Despite these inconvenient facts, he alleged that the state rested on more solid financial footing that before his term. In reality, only those tax increases of hundreds of millions of dollars a year he advocated combined with failure to cut excessive spending that has seen the burden on state taxpayers increase at twice the rate of inflation allowed revenues to catch up with bloated state government – higher sales taxation disproportionately on the backs of the poor.
He also tried to tie in Medicaid expansion as part of this, alleging that economic activity spawned from it contributed to a net gain to Louisiana’s economy. Of course, he didn’t mention that by the beginning of next year expansion would cost state taxpayers over $310 million annually and increase state spending by $3.1 billion annually, covered by a tax increase on purchases of health insurance, the sick, and state taxpayers that he initiated. Thus, he failed to admit to the reduction in economic activity that resulted from extracting that money from the state’s people – which has helped to depress the state’s economy relative to all others and caused a net out-migration of citizens and more than almost any other state so far during his term.
And, he told a fat whopper when he said some 480,000 people who took advantage of Medicaid expansion now had insurance that they previously lacked. In fact, a substantial number of those individuals, well over 200,000, statistics indicate simply dropped other forms of coverage that they paid for to make taxpayers now pay for their health insurance – wealth redistribution, purely and simply.
As well, he delivered a rehash of failed policy prescriptions that undoubtedly the Legislature will reject again – but upped the ante. He agitated for forcing entities to pay the same regardless of sex, blatantly ignoring the research showing that accounting for all relevant factors that a gap existing between men and women doing the same amount and quality of work is a myth.

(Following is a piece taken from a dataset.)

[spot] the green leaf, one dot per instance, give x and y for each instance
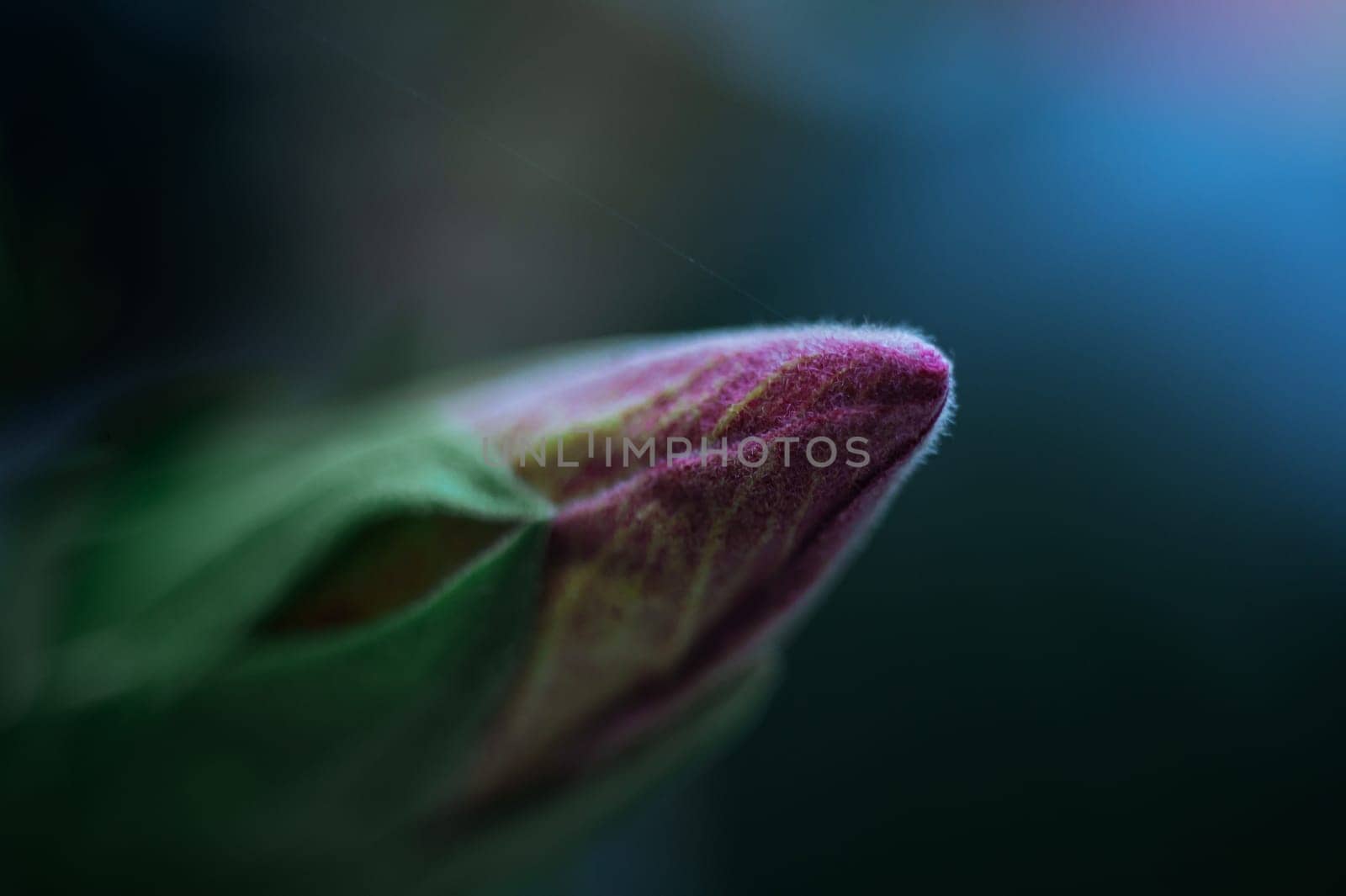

But he additionally demanded that the Legislature pass and people vote into the Constitution a mechanism that would increase the minimum wage. Not only would this decrease the number of jobs and increase unemployment numbers, but it also stupidly would lock into the state’s governing document a specific political policy that mandates periodic increases to exacerbate these problems.
More could be written about this abysmal snow job, but readers get the point. It deserves an ‘F’ for its lack of fidelity to the truth, the imbecility of its policy preferences, and outright audacity in trying to present itself as otherwise.